My mother hurried to fill the silence. ‘Well, now,' she said. ‘Well, River, come with me and I'll show you your room above the dairy. You can get settled, put your things away, then come back to the house for something to eat.' Mom's sure-fire solution to everything; fill their bellies and get to know them while they're off-guard.

River picked up his bags and together they headed to the dairy. Buddy followed at their heels, his tail wagging.
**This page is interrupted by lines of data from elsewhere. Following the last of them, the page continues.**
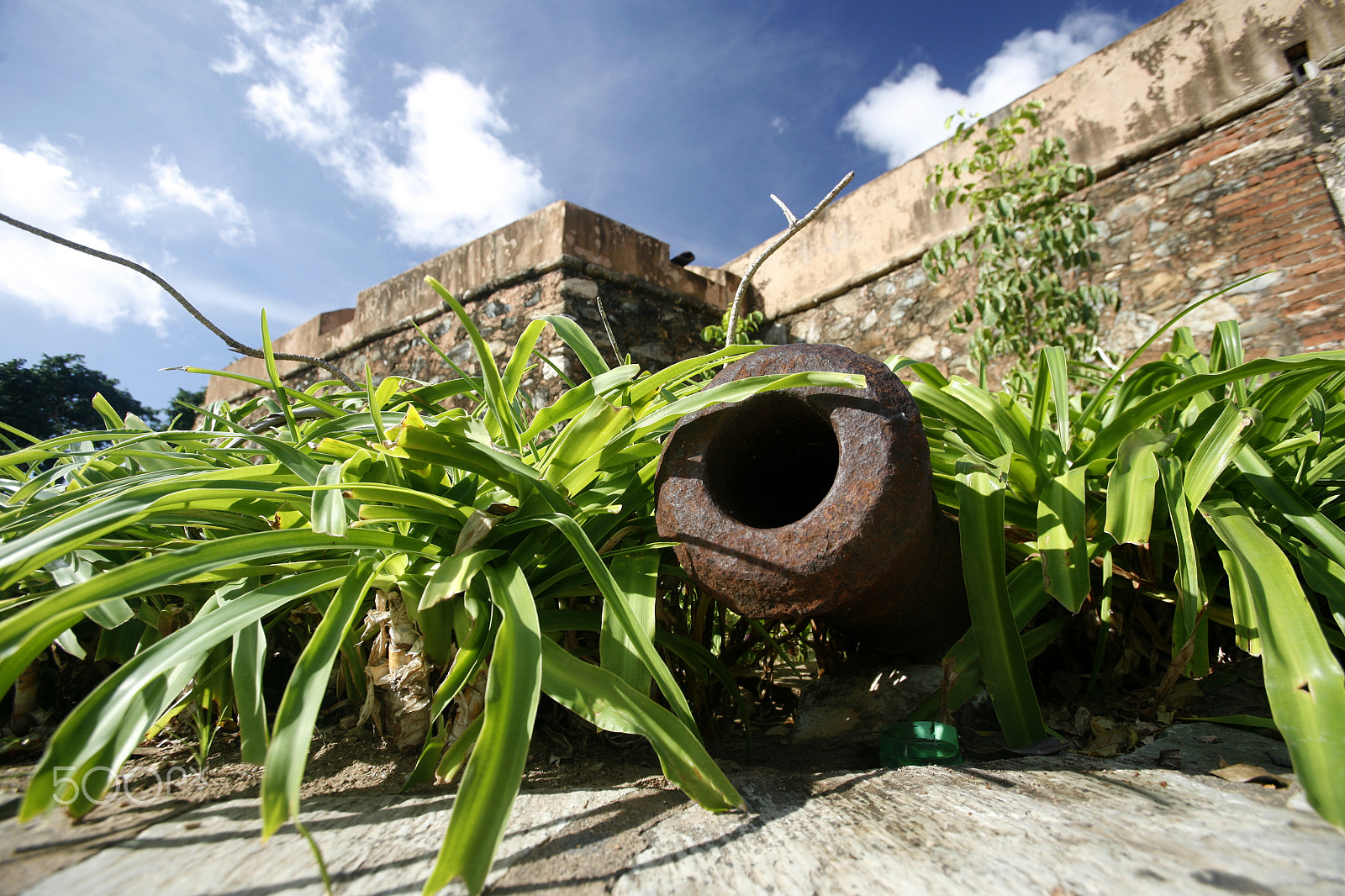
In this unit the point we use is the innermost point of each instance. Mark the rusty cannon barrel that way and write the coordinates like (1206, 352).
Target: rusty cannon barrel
(817, 502)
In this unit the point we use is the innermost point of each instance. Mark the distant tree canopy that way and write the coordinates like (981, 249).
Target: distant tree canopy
(55, 396)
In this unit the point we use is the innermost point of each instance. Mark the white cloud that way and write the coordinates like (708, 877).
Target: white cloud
(241, 64)
(172, 188)
(454, 179)
(903, 118)
(38, 187)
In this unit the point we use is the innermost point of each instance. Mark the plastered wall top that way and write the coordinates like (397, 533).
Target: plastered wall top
(1160, 81)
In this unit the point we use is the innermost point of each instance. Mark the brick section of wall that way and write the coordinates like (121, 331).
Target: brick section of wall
(1246, 198)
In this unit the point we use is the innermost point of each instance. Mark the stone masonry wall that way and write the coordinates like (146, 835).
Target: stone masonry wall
(651, 326)
(1251, 197)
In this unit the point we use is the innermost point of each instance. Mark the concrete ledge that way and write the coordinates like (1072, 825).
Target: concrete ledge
(1032, 826)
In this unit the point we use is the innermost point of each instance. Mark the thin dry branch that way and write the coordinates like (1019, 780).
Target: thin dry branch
(795, 226)
(182, 300)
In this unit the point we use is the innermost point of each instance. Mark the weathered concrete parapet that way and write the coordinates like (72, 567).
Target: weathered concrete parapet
(556, 260)
(1190, 71)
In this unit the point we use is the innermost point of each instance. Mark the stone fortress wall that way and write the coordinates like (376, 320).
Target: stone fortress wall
(1217, 132)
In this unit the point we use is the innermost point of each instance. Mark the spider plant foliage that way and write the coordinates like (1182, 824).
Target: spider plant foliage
(182, 553)
(1227, 474)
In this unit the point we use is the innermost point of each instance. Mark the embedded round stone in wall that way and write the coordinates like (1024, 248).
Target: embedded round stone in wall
(578, 288)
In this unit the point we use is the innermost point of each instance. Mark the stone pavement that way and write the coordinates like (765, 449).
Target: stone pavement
(1042, 825)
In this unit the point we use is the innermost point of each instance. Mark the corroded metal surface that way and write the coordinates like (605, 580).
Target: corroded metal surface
(817, 502)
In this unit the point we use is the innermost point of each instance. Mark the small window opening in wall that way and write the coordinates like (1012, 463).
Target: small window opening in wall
(1300, 64)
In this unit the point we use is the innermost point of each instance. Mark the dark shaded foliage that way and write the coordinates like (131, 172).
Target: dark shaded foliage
(55, 396)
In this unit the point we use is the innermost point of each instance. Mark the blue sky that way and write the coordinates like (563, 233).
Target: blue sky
(288, 155)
As they passed the rose arbour I heard River say, ‘That's a beautiful garden you have there, ma'am.'

‘Thank you.'

‘Did you know that Jacqueline Kennedy had a rose garden when she was in the White House?'

‘I'll bet she never had to prune it,' my mother replied with a laugh.

Pruning that garden was always an ordeal for Mom. Once a week, from spring to fall, she put on Dad's oilskin mackinaw, leather gloves, and rubber boots. Then she attacked those rose bushes with the vengeance of a warrior. Still, the angry thorns found their way through her armour, leaving tiny tell-tale streaks of blood on her delicate skin.
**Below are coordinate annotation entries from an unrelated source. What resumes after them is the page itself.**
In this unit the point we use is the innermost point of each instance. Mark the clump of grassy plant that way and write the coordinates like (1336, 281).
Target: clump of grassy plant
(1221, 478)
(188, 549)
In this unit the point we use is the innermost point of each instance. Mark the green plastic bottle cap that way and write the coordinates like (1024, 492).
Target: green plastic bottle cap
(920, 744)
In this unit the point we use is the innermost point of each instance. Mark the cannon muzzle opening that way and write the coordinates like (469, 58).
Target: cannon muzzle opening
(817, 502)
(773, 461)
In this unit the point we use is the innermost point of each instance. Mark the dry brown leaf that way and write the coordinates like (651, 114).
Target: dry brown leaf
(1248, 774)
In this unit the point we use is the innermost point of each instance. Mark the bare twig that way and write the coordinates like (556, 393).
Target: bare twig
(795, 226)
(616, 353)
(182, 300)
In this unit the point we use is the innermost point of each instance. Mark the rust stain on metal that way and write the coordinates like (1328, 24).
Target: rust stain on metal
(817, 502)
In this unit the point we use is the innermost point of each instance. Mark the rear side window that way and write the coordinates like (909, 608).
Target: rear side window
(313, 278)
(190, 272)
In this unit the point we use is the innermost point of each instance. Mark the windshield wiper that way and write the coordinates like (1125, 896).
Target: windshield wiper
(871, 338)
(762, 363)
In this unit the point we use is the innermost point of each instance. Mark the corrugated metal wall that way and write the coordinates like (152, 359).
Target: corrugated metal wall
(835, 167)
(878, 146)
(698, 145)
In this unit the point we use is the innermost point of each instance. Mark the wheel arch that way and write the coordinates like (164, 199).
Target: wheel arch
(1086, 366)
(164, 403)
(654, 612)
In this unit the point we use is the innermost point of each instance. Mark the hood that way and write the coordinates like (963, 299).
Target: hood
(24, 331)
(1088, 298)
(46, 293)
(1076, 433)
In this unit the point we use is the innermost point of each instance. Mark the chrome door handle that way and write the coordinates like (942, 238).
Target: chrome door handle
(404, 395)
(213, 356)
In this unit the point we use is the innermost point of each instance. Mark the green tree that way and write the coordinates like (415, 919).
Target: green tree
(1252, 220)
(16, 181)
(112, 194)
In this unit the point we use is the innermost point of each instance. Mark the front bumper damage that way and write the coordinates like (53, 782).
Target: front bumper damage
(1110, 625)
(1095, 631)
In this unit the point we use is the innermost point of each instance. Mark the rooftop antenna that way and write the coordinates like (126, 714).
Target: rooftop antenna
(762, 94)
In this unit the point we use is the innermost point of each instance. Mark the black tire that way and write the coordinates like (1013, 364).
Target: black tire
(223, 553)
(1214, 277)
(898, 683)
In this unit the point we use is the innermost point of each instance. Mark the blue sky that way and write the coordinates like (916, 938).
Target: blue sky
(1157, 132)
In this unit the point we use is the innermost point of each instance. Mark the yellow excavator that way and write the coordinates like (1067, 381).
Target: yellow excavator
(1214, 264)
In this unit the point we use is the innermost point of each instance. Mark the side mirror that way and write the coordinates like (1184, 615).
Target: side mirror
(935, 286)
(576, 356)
I often wondered what it was she thought about while she hacked
away, muttering under her breath, and arguing with the bushes as if she expected them to talk back.

‘Roses, Natalie,' she once stated after emerging from another losing battle, ‘are highly overrated flowers.'

That afternoon I watched as my mother and the stranger strolled past the rose garden. An unexpected breeze carried the fragrance of the blossoms through the heat-thickened air. I stood by the gate feeling forgotten, excluded, shut out of whatever it was that made my mother laugh.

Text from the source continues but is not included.